06 February 2014, The Tablet

Smith laments tragedy of easy abortion


A senior bishop has written to the Health Secretary to describe the tragedy that abortion had now become a “routine medical procedure”, writes Liz Dodd.

The Archbishop of Southwark, Peter Smith, called on Jeremy Hunt to lead a consultation on the way the act is being applied because safeguards in the 1967 Abortion Act had been eroded.

“Over time we have seen the gradual erosion of the moral significance of this profound decision, and the re-framing of it as a simple medical procedure,” he wrote.

He pointed out that the architects of the 1967 act believed that abortion was an action of such “moral weight” that it could only be permitted by two doctors acting in good faith. The archbishop writes that there is a “personal and social tragedy hidden within the law and the way it is currently applied”.
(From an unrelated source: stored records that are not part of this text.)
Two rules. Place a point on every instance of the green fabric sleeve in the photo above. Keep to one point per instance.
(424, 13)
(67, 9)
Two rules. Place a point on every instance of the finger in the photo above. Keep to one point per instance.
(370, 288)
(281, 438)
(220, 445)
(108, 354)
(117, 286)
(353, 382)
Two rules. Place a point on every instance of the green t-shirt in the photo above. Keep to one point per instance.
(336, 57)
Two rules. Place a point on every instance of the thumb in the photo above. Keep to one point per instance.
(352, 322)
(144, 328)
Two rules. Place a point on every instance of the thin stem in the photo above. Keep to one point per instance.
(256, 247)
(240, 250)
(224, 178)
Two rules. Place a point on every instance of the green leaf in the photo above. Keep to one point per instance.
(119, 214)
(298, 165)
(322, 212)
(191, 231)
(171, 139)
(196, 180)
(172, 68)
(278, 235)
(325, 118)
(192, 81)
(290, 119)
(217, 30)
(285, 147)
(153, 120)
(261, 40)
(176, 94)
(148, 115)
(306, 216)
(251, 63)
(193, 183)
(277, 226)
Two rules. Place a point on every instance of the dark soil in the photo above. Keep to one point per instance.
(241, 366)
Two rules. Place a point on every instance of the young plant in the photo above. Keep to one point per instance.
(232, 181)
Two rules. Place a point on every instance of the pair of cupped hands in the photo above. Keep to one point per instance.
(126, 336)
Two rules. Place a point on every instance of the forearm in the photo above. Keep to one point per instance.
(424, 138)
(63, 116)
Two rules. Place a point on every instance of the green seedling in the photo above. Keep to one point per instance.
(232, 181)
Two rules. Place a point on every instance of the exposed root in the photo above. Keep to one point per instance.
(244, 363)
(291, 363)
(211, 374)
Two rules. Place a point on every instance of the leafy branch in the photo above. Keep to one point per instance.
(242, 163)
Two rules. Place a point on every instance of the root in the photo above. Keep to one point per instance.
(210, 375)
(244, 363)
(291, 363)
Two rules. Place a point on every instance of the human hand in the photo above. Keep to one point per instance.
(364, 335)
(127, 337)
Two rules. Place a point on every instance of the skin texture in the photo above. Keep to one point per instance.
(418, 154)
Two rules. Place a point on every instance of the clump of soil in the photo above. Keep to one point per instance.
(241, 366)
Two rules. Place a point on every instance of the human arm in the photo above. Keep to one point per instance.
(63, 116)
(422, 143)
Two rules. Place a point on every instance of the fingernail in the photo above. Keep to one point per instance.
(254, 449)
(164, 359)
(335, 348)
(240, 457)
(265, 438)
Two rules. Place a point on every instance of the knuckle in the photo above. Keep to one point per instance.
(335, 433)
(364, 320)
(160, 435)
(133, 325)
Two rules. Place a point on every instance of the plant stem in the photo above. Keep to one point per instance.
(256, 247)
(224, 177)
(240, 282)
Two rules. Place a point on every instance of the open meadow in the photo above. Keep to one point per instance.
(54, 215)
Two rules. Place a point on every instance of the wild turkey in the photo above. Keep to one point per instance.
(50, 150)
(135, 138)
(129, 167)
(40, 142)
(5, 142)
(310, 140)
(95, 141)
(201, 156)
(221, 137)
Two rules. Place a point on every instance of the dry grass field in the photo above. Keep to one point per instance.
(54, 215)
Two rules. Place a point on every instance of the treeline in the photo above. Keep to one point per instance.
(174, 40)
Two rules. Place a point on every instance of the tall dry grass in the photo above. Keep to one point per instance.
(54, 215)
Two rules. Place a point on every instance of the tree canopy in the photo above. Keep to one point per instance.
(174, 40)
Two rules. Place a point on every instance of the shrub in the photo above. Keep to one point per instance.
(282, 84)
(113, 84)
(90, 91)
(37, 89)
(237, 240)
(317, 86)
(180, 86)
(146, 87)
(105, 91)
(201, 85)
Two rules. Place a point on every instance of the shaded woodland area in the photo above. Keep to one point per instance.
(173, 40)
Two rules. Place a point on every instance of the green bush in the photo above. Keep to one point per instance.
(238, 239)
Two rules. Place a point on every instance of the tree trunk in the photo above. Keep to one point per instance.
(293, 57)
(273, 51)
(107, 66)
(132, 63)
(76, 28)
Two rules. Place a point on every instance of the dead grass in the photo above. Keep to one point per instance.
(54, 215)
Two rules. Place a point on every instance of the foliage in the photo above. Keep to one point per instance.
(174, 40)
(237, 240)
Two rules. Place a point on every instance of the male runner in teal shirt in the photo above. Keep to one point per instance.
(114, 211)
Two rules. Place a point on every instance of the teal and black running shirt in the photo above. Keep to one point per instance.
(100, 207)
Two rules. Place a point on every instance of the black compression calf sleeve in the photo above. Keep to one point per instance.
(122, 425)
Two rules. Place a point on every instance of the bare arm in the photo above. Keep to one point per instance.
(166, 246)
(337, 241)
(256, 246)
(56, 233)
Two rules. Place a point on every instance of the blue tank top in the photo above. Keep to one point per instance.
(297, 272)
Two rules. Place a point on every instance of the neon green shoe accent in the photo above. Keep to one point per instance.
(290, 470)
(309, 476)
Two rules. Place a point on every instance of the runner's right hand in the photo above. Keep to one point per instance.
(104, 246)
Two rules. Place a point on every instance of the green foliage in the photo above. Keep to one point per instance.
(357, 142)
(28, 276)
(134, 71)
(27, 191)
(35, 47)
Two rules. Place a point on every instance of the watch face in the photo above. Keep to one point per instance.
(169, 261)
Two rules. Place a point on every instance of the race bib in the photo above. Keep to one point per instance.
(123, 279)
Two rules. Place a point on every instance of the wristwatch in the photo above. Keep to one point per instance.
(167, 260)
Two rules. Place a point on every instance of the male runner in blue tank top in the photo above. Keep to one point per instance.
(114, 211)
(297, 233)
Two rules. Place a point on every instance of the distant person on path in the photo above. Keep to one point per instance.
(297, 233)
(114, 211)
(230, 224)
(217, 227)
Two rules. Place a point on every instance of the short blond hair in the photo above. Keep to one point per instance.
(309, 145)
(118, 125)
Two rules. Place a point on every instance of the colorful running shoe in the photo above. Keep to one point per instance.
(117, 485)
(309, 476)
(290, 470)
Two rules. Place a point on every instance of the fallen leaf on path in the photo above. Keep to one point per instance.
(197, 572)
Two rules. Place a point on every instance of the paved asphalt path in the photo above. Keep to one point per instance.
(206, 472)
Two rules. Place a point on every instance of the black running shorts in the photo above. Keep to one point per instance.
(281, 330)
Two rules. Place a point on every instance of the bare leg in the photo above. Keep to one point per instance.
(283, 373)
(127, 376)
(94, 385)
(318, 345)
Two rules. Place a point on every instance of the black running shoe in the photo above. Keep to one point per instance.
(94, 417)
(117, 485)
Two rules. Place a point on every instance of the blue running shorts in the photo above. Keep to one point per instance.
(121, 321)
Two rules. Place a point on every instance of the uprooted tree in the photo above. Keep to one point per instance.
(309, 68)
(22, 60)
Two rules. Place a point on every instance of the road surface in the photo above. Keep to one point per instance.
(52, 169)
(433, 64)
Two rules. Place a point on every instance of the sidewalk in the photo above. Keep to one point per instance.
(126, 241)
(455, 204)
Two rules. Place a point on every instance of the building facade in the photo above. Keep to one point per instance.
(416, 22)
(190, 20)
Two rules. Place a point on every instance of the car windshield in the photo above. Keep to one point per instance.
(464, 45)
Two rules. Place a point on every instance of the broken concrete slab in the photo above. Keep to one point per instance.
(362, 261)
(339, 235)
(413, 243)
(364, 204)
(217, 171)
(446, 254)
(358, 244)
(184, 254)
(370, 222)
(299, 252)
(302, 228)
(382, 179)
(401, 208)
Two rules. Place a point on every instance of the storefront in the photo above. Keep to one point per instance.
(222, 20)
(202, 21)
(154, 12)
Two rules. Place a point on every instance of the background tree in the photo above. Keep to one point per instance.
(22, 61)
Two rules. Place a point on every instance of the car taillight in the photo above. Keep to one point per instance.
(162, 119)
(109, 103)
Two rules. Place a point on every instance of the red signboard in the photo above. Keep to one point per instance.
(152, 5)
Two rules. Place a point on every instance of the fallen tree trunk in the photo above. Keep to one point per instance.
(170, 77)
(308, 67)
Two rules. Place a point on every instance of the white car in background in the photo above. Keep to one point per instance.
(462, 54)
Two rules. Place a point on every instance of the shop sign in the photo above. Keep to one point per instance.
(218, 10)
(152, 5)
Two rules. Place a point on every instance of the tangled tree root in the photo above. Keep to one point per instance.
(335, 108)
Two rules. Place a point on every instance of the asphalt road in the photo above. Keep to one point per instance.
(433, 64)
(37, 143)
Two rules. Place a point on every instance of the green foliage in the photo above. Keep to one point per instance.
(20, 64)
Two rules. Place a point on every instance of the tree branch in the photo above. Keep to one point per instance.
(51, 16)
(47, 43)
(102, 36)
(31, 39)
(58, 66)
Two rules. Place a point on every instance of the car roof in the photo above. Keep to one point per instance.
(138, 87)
The archbishop explained that many people, while not necessarily agreeing with the Church’s opposition to abortion, are “deeply troubled by the current situation where we have 200,000 abortions a year.” He added: “No one reading the 1967 Act and the debates which led up to it could imagine that this is what even the advocates of legal abortion were seeking.” Archbishop Smith wrote to Mr Hunt in the context of the Department of Health’s consultation into the permission procedures for abortions in private hospitals.

The consultation, which ran from 22 November to 3 February, is due to refresh guidance that was put in place in July 2012, when approved private sector providers were cleared to carry out abortions for a two-year period.

The Anscombe Bioethics Centre formally responded to the consultation on behalf of the Bishops’ Conference of England and Wales.